I have never been a sculptor, but something took shape beneath my fingers that night: blocky hands and grinning head, stumpy wings and twisted legs: I made it of my lust and self-pity and hatred, then I baptized it with the last drops of Johnnie Walker Black Label and placed it over my heart, my own little gargoyle, to protect me from beautiful women with blue-green eyes and from ever feeling anything again.

I lay on the floor, with the gargoyle upon my chest; and, in moments, I slept.

When I woke up, a few hours later, her door was still locked, and it was still dark. I crawled to the bathroom, and threw up all over the toilet bowl and the floor and the scattered mess I had left of her underwear. And then I went home.

I do not remember what I told my wife, when I got home. Perhaps there were things she did not wish to know. Don’t ask, don’t tell, all that. Perhaps Caroline teased me about Christmas drinking. I can barely remember.

I did not ever return to the flat in Battersea.

I saw Becky every couple of years, in passing, on the tube, or in the City, never comfortably. She seemed brittle and awkward around me, as I was, I am sure, around her. We would say hello, and she would congratulate me on whatever my latest achievements were, for I had taken my energies and channeled them into my work, building something that was, if it was not (as it was often called) an entertainment empire, at least a small principality of music and drama and interactive adventure.

Sometimes I would meet girls, smart, beautiful, wonderful girls and, as time went on, women for whom I could have fallen; people I could have loved. But I did not love them. I did not love anybody.

Heads and hearts: and in my head I tried not to think about Becky, assured myself I did not love her, did not need her, did not think about her. But when I did think of her, memories of her smile, or of her eyes, then I felt pain. A sharp hurt inside my rib-cage, a perceptible, actual pain inside me, as if something were squeezing sharp fingers into my heart.

And it was at these times that I imagined that I could feel the little gargoyle in my chest. It would wrap itself, stone-cold, about my heart, protecting me, until I felt nothing at all; and I would return to my work.

Years passed: the twins grew up, and eventually they left home to go to college (one in the North of England, one in the South, my not-so-identical twins), and I left home too, leaving it with Caroline, and I moved into a large flat in Chelsea and lived on my own, and was, if not happy, then, at least content.

And then it was yesterday afternoon. Becky saw me first, in Hyde Park, where I was sitting on a bench, reading a paperback book in the springtime sun, and she ran over to me and touched my hand.

“Don’t you remember your old friends?” she asked.

I looked up. “Hello, Becky.”

“You haven’t changed.”

“Neither have you,” I told her. I had silver-gray in my thick beard, and had lost most of my hair on the top, and she was a trim woman in her mid-thirties. I was not lying, though, and neither was she.

“You are doing very well,” she said. “I read about you in the papers all the time.”

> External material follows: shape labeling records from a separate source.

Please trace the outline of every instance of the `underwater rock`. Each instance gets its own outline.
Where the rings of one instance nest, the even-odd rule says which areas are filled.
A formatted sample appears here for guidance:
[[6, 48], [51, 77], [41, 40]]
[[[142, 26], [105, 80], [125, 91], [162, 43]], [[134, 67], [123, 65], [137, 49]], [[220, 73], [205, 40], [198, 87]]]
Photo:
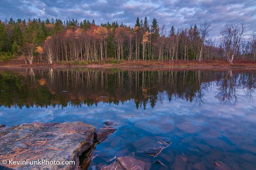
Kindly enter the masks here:
[[193, 167], [194, 169], [198, 170], [206, 170], [206, 168], [205, 167], [205, 165], [202, 162], [198, 162], [194, 165], [193, 166]]
[[151, 165], [130, 156], [123, 156], [117, 158], [116, 161], [101, 170], [149, 170]]
[[219, 160], [215, 162], [214, 170], [231, 170], [227, 165]]
[[117, 125], [113, 122], [107, 121], [103, 123], [103, 124], [105, 126], [101, 129], [97, 130], [96, 132], [95, 139], [98, 143], [100, 143], [106, 139], [117, 130], [117, 129], [110, 126]]
[[5, 128], [5, 128], [6, 126], [5, 126], [5, 125], [0, 125], [0, 131], [1, 131], [1, 130]]
[[171, 169], [174, 170], [185, 170], [186, 169], [187, 159], [183, 154], [178, 155], [175, 157], [175, 160], [173, 164]]
[[[79, 156], [93, 146], [95, 129], [79, 121], [35, 122], [5, 129], [0, 131], [0, 166], [19, 170], [78, 170]], [[2, 164], [3, 160], [10, 159], [74, 162], [69, 165]]]

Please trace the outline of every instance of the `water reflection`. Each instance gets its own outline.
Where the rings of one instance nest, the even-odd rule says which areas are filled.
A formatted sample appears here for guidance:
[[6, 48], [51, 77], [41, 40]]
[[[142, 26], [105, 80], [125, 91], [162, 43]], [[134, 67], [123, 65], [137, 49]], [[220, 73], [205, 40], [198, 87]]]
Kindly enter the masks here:
[[[255, 71], [1, 69], [0, 124], [121, 125], [90, 170], [115, 155], [151, 170], [256, 169]], [[162, 139], [173, 143], [157, 157], [142, 152]]]
[[[220, 103], [234, 105], [243, 95], [252, 100], [256, 87], [255, 72], [173, 70], [124, 71], [80, 69], [35, 69], [0, 72], [0, 105], [64, 107], [68, 105], [118, 105], [133, 99], [136, 107], [154, 108], [161, 93], [169, 100], [181, 99], [199, 105], [203, 90], [217, 88]], [[236, 89], [243, 89], [238, 94]]]

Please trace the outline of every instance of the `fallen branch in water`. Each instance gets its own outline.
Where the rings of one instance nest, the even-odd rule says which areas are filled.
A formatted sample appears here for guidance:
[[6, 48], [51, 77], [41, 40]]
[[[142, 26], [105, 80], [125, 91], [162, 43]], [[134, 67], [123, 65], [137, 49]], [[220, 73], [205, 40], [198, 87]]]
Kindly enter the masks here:
[[[154, 156], [154, 158], [155, 158], [156, 156], [157, 156], [157, 155], [159, 155], [163, 150], [164, 149], [165, 149], [166, 148], [167, 148], [170, 145], [172, 144], [172, 142], [168, 142], [166, 141], [165, 140], [161, 140], [161, 141], [159, 141], [158, 142], [158, 143], [161, 144], [162, 145], [167, 145], [166, 146], [163, 147], [153, 147], [153, 148], [150, 148], [151, 149], [154, 149], [154, 150], [158, 150], [158, 151], [156, 152], [155, 153], [146, 153], [146, 154], [147, 155], [149, 155], [149, 156]], [[148, 148], [147, 149], [147, 150], [148, 150]]]

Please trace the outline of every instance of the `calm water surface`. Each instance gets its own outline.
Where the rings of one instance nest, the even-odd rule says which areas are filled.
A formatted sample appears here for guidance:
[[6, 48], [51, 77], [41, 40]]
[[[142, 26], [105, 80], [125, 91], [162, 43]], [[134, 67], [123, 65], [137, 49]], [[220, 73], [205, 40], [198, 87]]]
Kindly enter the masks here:
[[[97, 146], [90, 170], [129, 155], [152, 170], [213, 170], [219, 160], [253, 170], [256, 77], [247, 71], [0, 68], [0, 124], [120, 125]], [[172, 143], [157, 157], [146, 154], [163, 139]]]

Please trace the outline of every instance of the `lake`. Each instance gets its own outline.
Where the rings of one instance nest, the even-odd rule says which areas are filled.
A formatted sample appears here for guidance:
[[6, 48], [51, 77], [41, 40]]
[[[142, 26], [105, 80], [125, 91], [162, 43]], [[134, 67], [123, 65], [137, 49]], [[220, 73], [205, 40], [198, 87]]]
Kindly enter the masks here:
[[139, 69], [0, 68], [0, 124], [114, 122], [89, 170], [125, 155], [152, 170], [256, 169], [256, 71]]

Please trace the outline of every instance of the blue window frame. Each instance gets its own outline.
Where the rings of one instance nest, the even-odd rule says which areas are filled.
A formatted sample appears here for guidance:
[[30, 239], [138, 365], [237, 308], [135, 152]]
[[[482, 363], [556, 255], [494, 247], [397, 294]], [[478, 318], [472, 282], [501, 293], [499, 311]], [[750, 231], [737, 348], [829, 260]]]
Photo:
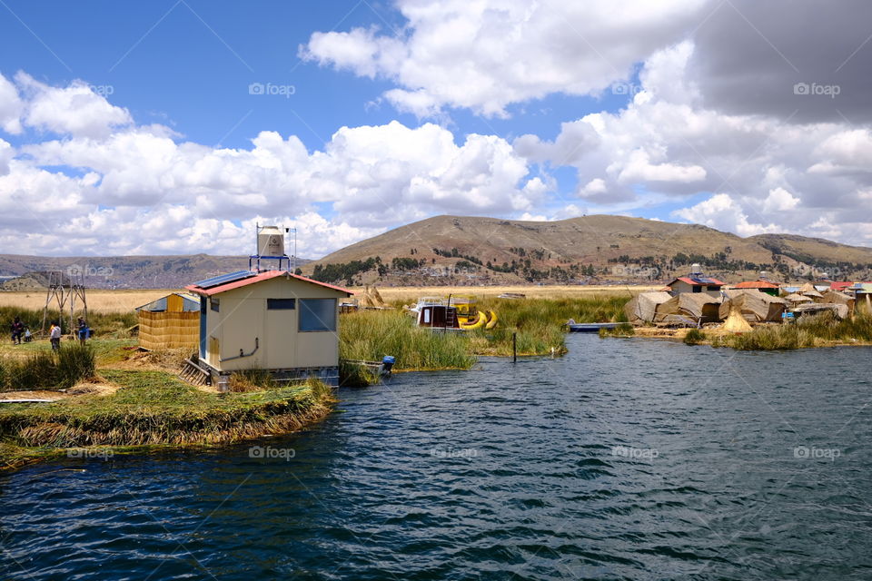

“Just means that my publicity people are earning their keep. What are you doing these days?”

She was running the press office of an independent television network. She wished, she said, that she had stuck with acting, certain that she would, by now, have been on the West End stage. She ran her hand through her long, dark hair and smiled like Emma Peel, and I would have followed her anywhere. I closed my book and put it into the pocket of my jacket.

We walked through the park, hand in hand. The spring flowers nodded their heads at us, yellow and orange and white, as we passed.

“Like Wordsworth,” I told her. “Daffodils.”